Summoners Fantasy is a card based RPG wherein players are vying to become the next Master Summoner to save the world from monsters. The gameplay is actually similar to Final Fantasy IX’s card game, Tetra Master, but with a few differences. Cards in that game have innate values with arrows, up to eight, randomly placed across it. If a left arrow goes against a card without an opposite, aka the right side, then the attacker will take that card. If there is an arrow, the cards will battle it out. The one whose card value is higher wins that square.
In Summoners Fantasy there are no arrows, just number values representing the North, South, East, and West sides of the card. If your card, placed down on a 3X3 grid, out values the opponent’s then you dominate that square with blue. If you lose, it turns red for the enemy. And like Tetra Master, this game is all about combos. Simply capturing one card could lead to a domino effect depending on if that card can cleave through other cards surrounding it. Whoever has the most squares by the time all nine slots are covered wins.
Going back and forth between Summoners Fantasy and Tetra Master may seem complicated, but even after the first tutorial it’ll sink in. Matches go by quickly so even if you lose one can easily tackle it repeatedly until they run out of energy. And of course what would a free to play card based RPG be without a bunch of extras thrown in to keep you checking out your game daily?

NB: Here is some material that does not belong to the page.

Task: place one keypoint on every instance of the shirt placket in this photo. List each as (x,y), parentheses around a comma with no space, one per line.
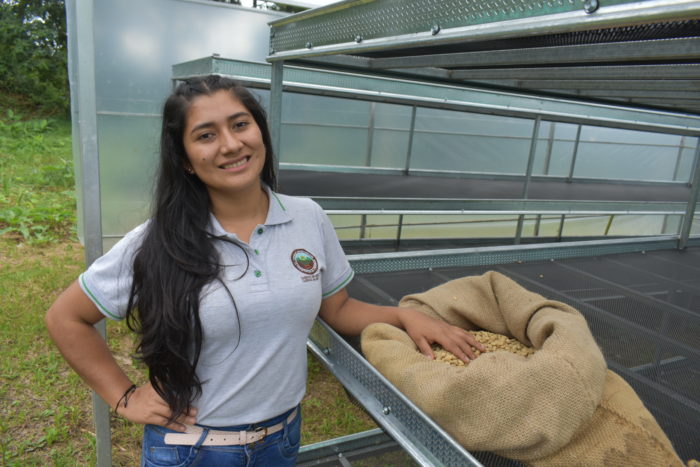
(258,251)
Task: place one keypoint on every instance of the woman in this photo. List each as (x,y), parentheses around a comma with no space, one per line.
(222,286)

Aside from questing through the story players can fight other people, make friends, upgrade, or acquire new cards, join guilds, receive awards from meeting requirements from play time, and the list goes on. For me, simply knowing there was a game like Tetra Master, albeit a less engaging one with fairly generic art had me addicted from day one. Even without the extras, I’d play it without question. I’d still rather play Tetra Master if it were available on iOS though.
Summoners Fantasy lacks the complexity of its competition as well as an appealing art style, but again, its ease of use makes it a fantastic recommendation. It may offer typical trappings of its ilk, but surprisingly ads are not intrusive and you never feel like you have to pay in order to win. It’s a fine clone.